The feature evaluation encompassed three distinct feature sets across four different networks. These feature sets included temporal positional data devoid of derived features, a set of features computed from a single sample, and another set of features calculated from multiple samples. Notably, temporal positional data yielded a recall below 0.5 and exhibited low precision across all model types. In contrast, multisample features consistently yielded higher recall compared to single sample features for every model type. Among models utilizing single sample features, CNN and GRU-based models achieved higher precision, although the best precision attained remained below 0.01.
The exploration of segmenting shot detection into two distinct tasks was also undertaken. A model, comprised of two neural networks, was trained to elucidate this conceptual division. One neural network was dedicated to the detection of events, while the other was focused on the classification of said events. In comparison to alternative models, the two-network model achieved much lower false positive rate than other models.
The models underwent evaluation using a test bench designed to simulate real-world usage scenarios. Every evaluated match was transformed into samples, generating one sample for every 20ms timestep. To ensure consistency and mitigate implementation variations, each sample was subjected to evaluation across the models. The outputs of the models were then compared to annotations, and the resulting comparisons were fed into a confusion matrix. Subsequently, recall, precision, and false positive rate were computed from these confusion matrices, forming the basis for the evaluation metrics employed in the study.

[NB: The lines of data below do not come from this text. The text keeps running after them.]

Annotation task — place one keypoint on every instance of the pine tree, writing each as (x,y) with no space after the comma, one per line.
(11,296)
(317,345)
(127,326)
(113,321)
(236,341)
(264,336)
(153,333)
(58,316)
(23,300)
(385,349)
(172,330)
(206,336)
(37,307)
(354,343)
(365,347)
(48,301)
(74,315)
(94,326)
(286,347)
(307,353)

The input sequence for the networks comprised data both preceding and following the occurrence of the actual shot. An investigation was conducted to ascertain the optimal input sequence length for the event classification model. A comprehensive exploration involving a total of 81 distinct combinations of sequence lengths, varying the temporal intervals before and after the shot, was undertaken. The findings indicated that the data preceding the shot exerted a comparatively lesser influence on the model accuracy in comparison to the data following the shot.
The feature evaluation encompassed three distinct feature sets across four different networks. These feature sets included temporal positional data devoid of derived features, a set of features computed from a single sample, and another set of features calculated from multiple samples. Notably, temporal positional data yielded a recall below 0.5 and exhibited low precision across all model types. In contrast, multisample features consistently yielded higher recall compared to single sample features for every model type. Among models utilizing single sample features, CNN and GRU-based models achieved higher precision, although the best precision attained remained below 0.01.
The exploration of segmenting shot detection into two distinct tasks was also undertaken. A model, comprised of two neural networks, was trained to elucidate this conceptual division. One neural network was dedicated to the detection of events, while the other was focused on the classification of said events. In comparison to alternative models, the two-network model achieved much lower false positive rate than other models.
The models underwent evaluation using a test bench designed to simulate real-world usage scenarios. Every evaluated match was transformed into samples, generating one sample for every 20ms timestep. To ensure consistency and mitigate implementation variations, each sample was subjected to evaluation across the models. The outputs of the models were then compared to annotations, and the resulting comparisons were fed into a confusion matrix. Subsequently, recall, precision, and false positive rate were computed from these confusion matrices, forming the basis for the evaluation metrics employed in the study.